Ele foi massacrado com tanto preconceito, como se ele tivesse cometendo um crime."

"Uma senhora que se diz coordenadora da escola, chamada Marines, ligou para ele por volta das 20:30 da noite acabando com ele, falando para ele retirar o comentário que no caso foi uma 'sugestão de estudo' senão iria remover ele do grupo da escola. Falou para ele que era inapropriado, inadmissível. Que era um absurdo ele ter colocado aqui no grupo, que ele precisava de tratamento", escreveu Danielle.

A irmã ainda relatou que na hora viu o menino chorando e interveio na situação. "Comecei a falar com ela, perguntei quem era porque achei mesmo que fosse algum pai de outra criança que não gostou e queria falar, mas não. Era da escola. Ligando, falando absurdo, jogando preconceito na cara do meu irmão que é apenas uma criança."

"Cada um aqui sabe como criam os seus filhos, o meu irmão é somente um menino curioso, uma criança que tem muito o que apreender ainda, ele não é homossexual e mesmo que fosse todos precisam de respeito. Ele só sugeriu um tema para estudo, a direção da escola acabou com ele, jogou tanto preconceito, logo a escola que deveria ensinar dar o exemplo", defendeu.

Danielle ainda afirmou que o irmão ficou "triste" com toda a situação e que pediu "desculpas" pelo ocorrido, "como se ele tivesse feito algo errado", acrescentou.

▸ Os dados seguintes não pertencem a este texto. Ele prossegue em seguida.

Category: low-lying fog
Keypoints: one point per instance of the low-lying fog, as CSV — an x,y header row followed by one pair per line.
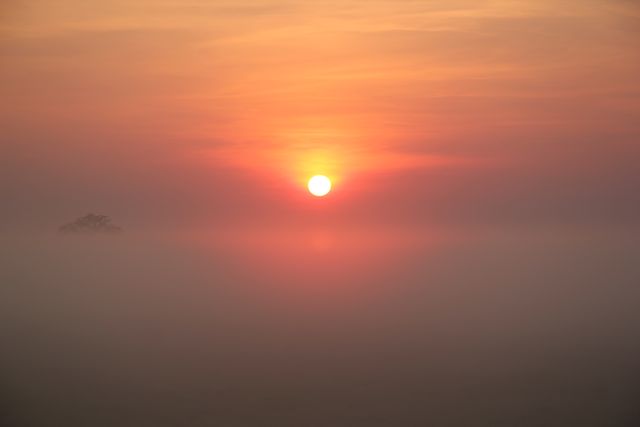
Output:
x,y
321,327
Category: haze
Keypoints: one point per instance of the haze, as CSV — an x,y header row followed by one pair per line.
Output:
x,y
476,263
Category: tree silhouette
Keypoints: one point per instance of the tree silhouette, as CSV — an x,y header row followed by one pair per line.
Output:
x,y
91,223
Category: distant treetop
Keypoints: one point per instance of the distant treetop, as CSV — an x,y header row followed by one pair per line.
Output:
x,y
91,223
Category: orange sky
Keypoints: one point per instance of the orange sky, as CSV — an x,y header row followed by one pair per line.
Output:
x,y
127,106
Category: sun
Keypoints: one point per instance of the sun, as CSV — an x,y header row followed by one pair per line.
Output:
x,y
319,185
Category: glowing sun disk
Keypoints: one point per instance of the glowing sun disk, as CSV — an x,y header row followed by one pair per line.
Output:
x,y
319,185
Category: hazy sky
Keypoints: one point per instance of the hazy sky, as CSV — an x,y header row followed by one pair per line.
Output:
x,y
476,264
465,110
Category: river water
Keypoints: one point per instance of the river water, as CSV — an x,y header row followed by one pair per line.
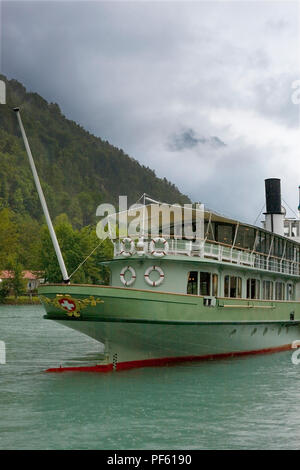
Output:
x,y
241,403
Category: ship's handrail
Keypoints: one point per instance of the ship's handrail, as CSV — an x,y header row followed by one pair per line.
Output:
x,y
224,253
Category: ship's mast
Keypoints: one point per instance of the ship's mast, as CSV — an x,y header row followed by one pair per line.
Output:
x,y
43,202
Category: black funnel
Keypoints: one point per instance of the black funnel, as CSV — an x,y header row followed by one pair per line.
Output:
x,y
273,196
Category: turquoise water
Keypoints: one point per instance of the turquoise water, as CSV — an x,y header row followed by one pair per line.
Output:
x,y
248,403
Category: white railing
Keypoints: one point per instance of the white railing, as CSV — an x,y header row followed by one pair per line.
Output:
x,y
223,253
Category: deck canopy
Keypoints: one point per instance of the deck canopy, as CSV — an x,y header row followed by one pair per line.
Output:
x,y
192,222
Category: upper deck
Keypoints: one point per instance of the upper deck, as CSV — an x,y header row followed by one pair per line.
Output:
x,y
226,241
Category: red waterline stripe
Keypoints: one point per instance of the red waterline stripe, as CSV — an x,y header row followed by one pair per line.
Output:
x,y
164,361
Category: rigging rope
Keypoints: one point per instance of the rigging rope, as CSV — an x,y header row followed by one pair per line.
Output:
x,y
79,266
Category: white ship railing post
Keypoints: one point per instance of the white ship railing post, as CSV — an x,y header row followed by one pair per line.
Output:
x,y
43,202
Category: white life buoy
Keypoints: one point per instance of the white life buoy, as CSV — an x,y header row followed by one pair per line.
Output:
x,y
153,249
147,276
122,276
125,252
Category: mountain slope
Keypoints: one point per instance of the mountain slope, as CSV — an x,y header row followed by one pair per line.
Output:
x,y
78,171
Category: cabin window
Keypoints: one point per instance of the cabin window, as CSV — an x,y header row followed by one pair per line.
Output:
x,y
225,233
253,289
245,237
279,290
232,286
214,285
289,291
192,285
268,290
205,283
209,230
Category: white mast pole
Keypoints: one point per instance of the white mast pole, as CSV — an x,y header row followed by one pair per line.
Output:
x,y
43,202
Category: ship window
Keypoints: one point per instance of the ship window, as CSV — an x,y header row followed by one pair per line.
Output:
x,y
205,283
268,290
192,285
214,285
289,291
279,290
209,230
225,233
245,237
253,289
232,286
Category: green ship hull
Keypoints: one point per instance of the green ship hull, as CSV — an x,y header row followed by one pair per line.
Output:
x,y
143,327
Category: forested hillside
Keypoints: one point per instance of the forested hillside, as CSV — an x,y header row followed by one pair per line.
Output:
x,y
78,171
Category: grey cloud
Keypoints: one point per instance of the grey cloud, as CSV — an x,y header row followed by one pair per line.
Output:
x,y
135,73
188,139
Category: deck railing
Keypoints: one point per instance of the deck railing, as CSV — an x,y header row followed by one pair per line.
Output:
x,y
223,253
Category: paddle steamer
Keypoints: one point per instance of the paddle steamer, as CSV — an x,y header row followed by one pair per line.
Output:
x,y
233,292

A irmã informou que fez um boletim de ocorrência online e que está em busca de uma psicóloga que atenda o irmão pelo Sistema Único de Saúde (SUS), após pedido da criança.

Estado se pronuncia

A Secretaria da Educação do Estado de São Paulo (Seduc-SP) afirmou em nota enviada ao UOL que "repudia qualquer tipo de preconceito, dentro ou fora do ambiente escolar."

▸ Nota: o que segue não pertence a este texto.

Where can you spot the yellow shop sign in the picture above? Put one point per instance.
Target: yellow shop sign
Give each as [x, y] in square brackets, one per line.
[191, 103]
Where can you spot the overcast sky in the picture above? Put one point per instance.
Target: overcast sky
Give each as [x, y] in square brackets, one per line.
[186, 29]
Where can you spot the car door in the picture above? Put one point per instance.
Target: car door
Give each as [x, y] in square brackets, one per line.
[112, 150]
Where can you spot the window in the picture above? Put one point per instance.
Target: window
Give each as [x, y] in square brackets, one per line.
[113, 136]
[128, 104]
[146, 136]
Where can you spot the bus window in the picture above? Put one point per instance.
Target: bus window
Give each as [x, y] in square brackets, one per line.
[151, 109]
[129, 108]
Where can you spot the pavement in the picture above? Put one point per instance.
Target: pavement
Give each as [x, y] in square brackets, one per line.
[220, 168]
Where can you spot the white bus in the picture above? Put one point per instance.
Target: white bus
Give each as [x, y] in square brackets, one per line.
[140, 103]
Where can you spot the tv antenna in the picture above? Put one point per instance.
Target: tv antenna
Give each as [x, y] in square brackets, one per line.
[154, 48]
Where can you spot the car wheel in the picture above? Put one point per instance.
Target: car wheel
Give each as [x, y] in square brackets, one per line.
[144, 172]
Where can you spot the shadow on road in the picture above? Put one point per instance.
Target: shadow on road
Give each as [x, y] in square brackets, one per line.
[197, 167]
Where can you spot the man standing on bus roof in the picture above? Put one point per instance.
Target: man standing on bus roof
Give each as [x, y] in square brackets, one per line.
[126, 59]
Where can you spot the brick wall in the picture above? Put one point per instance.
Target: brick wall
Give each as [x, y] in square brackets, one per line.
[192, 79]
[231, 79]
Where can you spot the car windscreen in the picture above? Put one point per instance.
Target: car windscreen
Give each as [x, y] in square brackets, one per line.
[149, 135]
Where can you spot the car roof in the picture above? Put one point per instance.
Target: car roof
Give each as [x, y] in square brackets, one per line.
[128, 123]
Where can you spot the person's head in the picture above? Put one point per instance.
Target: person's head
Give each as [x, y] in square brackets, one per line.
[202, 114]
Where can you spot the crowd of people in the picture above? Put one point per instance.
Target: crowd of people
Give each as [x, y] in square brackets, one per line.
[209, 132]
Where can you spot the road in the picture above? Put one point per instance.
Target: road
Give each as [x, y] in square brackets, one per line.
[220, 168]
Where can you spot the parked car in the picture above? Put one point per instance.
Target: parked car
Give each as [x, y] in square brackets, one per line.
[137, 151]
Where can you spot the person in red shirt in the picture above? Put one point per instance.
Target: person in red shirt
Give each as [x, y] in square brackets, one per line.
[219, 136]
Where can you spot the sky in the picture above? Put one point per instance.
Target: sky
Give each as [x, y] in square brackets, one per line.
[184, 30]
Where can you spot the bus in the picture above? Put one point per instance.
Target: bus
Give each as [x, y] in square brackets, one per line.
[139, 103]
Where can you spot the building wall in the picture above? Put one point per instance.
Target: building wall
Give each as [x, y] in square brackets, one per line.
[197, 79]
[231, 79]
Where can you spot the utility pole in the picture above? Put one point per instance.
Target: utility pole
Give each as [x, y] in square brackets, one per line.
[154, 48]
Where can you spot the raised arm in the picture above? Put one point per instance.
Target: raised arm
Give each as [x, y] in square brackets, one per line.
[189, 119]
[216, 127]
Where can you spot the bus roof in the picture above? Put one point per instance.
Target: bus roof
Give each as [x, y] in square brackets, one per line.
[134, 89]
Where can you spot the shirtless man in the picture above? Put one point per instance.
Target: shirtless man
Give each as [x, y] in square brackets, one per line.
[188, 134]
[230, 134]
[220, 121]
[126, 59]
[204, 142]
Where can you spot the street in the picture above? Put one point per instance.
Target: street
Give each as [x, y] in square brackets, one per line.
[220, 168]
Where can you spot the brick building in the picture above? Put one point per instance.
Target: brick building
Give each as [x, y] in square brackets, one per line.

A assessoria também informou que "um supervisor de ensino foi enviado à escola para apurar o caso e todas as medidas administrativas cabíveis serão tomadas".

O aluno deverá receber suporte da Equipe do Programa de Melhoria da Convivência e Proteção Escolar (Conviva SP). Segundo a Seduc-SP, existe um programa de psicólogos na educação que estão presentes em todas as escolas estaduais e que o atendimento para o estudante já foi disponibilizado.

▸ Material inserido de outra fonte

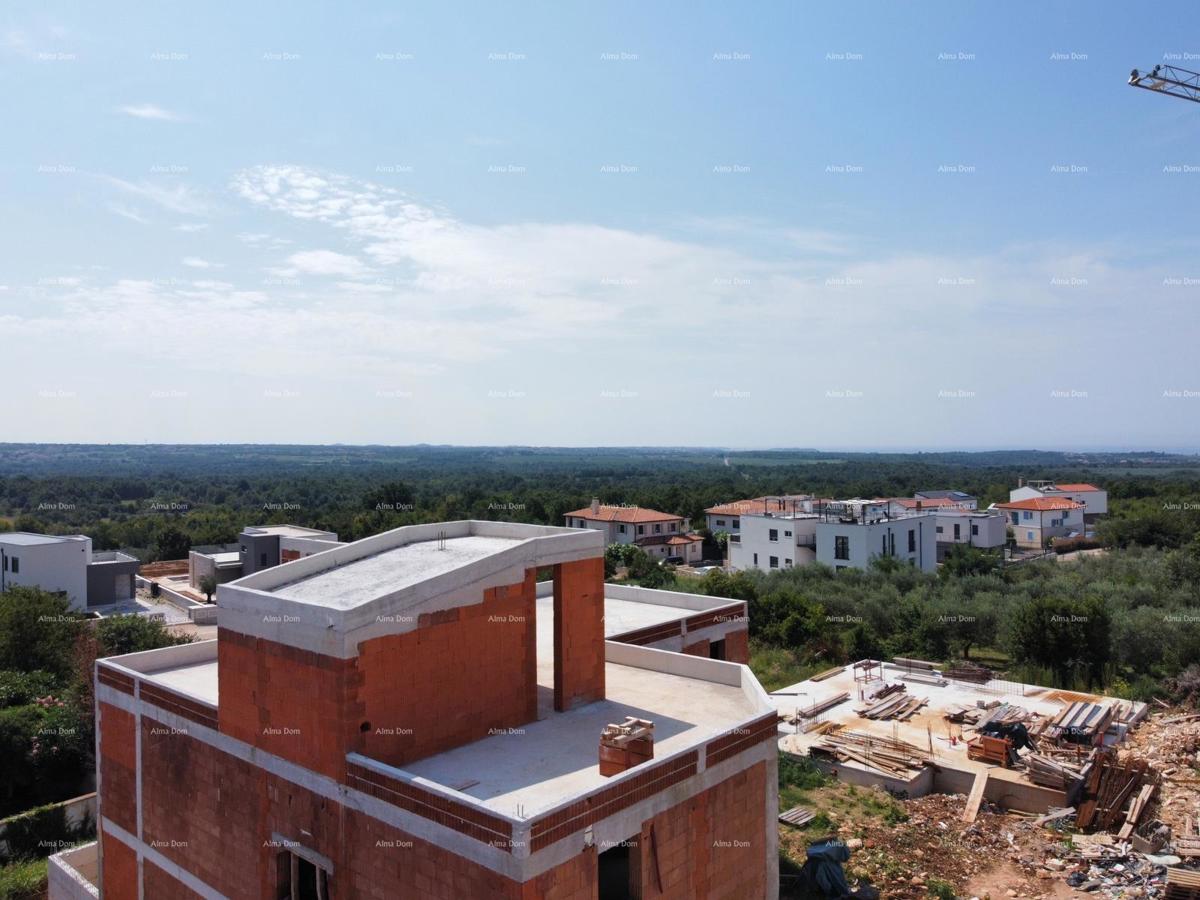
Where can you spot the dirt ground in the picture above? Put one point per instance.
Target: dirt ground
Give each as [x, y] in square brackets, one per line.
[921, 849]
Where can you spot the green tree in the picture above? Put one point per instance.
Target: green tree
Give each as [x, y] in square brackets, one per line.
[172, 544]
[37, 630]
[209, 586]
[119, 635]
[963, 559]
[1069, 637]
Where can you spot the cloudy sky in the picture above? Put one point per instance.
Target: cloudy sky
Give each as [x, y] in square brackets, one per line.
[778, 225]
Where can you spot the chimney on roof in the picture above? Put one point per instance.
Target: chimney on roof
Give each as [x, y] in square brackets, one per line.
[625, 745]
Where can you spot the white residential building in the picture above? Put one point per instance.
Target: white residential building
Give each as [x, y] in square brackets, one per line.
[727, 516]
[855, 540]
[258, 547]
[959, 498]
[1093, 499]
[840, 533]
[67, 564]
[663, 535]
[1036, 521]
[777, 540]
[987, 529]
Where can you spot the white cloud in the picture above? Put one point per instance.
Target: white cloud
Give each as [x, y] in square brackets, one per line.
[325, 262]
[149, 111]
[178, 198]
[129, 213]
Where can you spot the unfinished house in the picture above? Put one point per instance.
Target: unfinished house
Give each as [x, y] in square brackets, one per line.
[406, 717]
[667, 621]
[257, 547]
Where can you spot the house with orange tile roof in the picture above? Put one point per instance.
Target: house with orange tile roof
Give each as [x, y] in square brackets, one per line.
[1093, 499]
[663, 535]
[1036, 521]
[727, 516]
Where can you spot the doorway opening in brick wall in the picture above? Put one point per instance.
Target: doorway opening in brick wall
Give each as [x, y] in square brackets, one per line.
[301, 876]
[618, 870]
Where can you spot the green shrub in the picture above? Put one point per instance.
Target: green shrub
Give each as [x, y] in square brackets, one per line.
[21, 688]
[43, 832]
[23, 881]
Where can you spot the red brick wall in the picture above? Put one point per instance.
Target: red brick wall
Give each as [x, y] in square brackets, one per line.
[291, 702]
[119, 877]
[202, 809]
[712, 846]
[161, 886]
[574, 880]
[118, 761]
[460, 675]
[737, 646]
[579, 633]
[215, 815]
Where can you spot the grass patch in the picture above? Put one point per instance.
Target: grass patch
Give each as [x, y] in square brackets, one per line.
[778, 667]
[24, 880]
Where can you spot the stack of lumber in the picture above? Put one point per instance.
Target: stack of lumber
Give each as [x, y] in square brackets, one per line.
[969, 672]
[1081, 723]
[1049, 772]
[1187, 841]
[822, 706]
[797, 816]
[1182, 885]
[897, 705]
[924, 678]
[887, 690]
[1006, 714]
[1115, 792]
[897, 759]
[988, 749]
[909, 663]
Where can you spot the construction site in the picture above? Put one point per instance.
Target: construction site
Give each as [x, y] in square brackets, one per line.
[955, 783]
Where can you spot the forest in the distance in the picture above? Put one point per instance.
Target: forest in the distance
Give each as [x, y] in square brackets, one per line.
[1128, 621]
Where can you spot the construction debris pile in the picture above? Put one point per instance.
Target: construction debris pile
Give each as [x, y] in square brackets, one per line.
[892, 701]
[895, 759]
[967, 671]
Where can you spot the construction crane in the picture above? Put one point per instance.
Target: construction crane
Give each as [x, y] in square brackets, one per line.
[1169, 79]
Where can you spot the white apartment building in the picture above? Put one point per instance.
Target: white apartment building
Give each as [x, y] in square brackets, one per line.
[727, 516]
[1036, 521]
[67, 564]
[1093, 499]
[853, 540]
[987, 529]
[774, 540]
[840, 534]
[258, 547]
[959, 498]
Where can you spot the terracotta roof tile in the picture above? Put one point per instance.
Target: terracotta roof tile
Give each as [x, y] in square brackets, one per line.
[1044, 504]
[623, 514]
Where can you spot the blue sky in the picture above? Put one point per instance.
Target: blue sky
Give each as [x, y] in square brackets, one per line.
[845, 226]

"O respeito à diversidade faz parte do Currículo em Ação para que seja ensinado e aprendido nas escolas estaduais. Sempre dentro do contexto dos conteúdos escolares previstos para cada série e cada componente curricular. As escolas têm autonomia, dentro do seu projeto pedagógico, para organizar quando e de que forma essa temática será abordada", complementa o comunicado.

A Secretaria também informou que formou educadores de toda a rede recentemente com as Aulas de Trabalho Pedagógico Coletivo (ATPCs), "que acontecem toda semana, onde foram discutidos a discriminação e o preconceito e como abordar o tema dentro das escolas com seus alunos e equipe escolar."

"Como uma ação, a EE Aníbal de Freitas trabalha temas transversais, em parceria com a PUC Campinas, realizando diversas palestras relacionadas à temática LGBTQIA+, direcionadas à comunidade escolar. A administração regional e a direção da unidade estão à disposição dos pais ou responsáveis para quaisquer esclarecimentos", finaliza comunicado.

O UOL também entrou em contato com a Secretaria de Segurança Pública de São Paulo que informou que o boletim foi registrado no sábado (12) e que a "Polícia Civil apura todas as circunstâncias relacionadas aos fatos narrados no boletim de ocorrência".

O caso foi encaminhado ao 7º Distrito Policial de Campinas, onde a família deverá comparecer para dar mais detalhes.